The group said the spending “is not subject to legislative oversight or independent audit because of its ostensibly sensitive nature”, adding that the funds are channeled into political activities such as election campaigns or embezzled outright.
It said federal-level total spending on items identified as security votes increased by 43 percent in 2018’s budget from 2017 and included payments to a university, a museum commission and a dental technology school.
The funds, which total about $670 million per year, were established to be used for sudden national security threats, but if that rationale ever made sense it’s completely obsolete now.
SOUTH SUDAN
The US is pushing for new UN Security Council sanctions against six South Sudanese officials, including Defense Minister Kuol Manyang Juuk, for working against peace efforts and hindering the delivery of humanitarian aid. The council will consider the measures this week. Russia has expressed resistance to new South Sudanese sanctions, but it’s unclear whether they’re opposed enough to use their veto.
RWANDA
The Trump administration is imposing tariffs on clothes imports from Rwanda because Rwanda refuses to cancel a planned 2019 ban on the import of second-hand clothing. Why is Rwanda banning second-hand clothes imports? Mostly because imported second-hand clothing has contributed to the decimation of clothes manufacturing in Rwanda and throughout Africa. Apparently decimating African clothes manufacturing is big business in the US, because Rwanda’s ban alone is expected to cost thousands of US jobs.

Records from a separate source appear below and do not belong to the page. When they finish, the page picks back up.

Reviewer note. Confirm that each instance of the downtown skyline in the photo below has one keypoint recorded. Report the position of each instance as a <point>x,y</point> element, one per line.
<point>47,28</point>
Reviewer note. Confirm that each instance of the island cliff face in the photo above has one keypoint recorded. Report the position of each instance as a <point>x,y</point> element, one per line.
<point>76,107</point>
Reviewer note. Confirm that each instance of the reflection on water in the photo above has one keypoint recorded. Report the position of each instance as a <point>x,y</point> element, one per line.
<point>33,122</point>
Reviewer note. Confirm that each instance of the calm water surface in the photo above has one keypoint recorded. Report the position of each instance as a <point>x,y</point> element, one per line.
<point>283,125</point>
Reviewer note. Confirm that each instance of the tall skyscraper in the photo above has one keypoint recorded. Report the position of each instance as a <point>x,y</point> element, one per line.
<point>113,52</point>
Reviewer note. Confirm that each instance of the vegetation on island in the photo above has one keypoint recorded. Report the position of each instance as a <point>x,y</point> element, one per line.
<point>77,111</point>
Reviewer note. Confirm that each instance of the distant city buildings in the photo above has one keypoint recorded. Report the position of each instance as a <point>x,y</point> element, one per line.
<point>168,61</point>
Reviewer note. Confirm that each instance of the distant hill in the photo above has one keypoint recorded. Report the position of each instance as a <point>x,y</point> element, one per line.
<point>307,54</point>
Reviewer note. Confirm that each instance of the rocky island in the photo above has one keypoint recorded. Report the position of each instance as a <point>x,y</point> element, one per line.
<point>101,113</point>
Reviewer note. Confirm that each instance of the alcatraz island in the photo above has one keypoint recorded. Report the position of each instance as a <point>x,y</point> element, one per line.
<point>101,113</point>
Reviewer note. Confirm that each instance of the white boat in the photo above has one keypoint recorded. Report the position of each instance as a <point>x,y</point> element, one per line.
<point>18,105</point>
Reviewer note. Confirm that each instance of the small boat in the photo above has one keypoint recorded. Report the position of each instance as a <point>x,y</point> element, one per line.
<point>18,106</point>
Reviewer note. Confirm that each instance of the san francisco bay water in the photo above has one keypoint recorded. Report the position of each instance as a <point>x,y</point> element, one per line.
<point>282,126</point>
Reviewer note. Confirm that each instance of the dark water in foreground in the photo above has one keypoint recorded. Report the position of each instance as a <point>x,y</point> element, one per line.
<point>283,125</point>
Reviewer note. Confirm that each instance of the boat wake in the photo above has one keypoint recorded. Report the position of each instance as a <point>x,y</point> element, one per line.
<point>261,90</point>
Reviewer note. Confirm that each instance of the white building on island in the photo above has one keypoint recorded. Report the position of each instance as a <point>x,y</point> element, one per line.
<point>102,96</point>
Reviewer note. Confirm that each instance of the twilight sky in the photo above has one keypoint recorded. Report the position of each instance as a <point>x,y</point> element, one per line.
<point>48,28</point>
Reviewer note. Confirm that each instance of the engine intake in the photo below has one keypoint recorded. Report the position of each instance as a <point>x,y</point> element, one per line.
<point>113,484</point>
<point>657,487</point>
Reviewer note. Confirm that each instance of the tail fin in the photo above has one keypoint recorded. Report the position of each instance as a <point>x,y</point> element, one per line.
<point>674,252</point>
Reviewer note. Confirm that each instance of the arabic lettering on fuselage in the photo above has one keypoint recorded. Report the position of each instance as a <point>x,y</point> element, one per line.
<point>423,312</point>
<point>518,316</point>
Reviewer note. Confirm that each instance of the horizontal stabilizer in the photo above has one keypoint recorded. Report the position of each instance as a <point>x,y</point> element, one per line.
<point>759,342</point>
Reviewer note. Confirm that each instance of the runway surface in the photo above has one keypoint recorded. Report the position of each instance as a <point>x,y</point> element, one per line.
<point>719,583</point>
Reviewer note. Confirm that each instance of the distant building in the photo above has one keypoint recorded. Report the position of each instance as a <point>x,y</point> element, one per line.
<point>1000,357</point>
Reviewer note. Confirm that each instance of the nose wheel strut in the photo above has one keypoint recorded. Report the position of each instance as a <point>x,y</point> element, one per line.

Consequently, Rwanda is losing its right to export items to the US duty-free under the Africa Growth and Opportunity Act.
CAMEROON
The bodies of at least 29 people were discovered on Friday in the town of Menka, in Cameroon’s predominantly Anglophone region. They were “riddled with gunshot wounds.” It’s unclear who killed them, but the Cameroonian military does say it responded to reports on Friday that separatist fighters were holed up in a hotel in Menka and that a battle followed between the separatists and Cameroonian troops.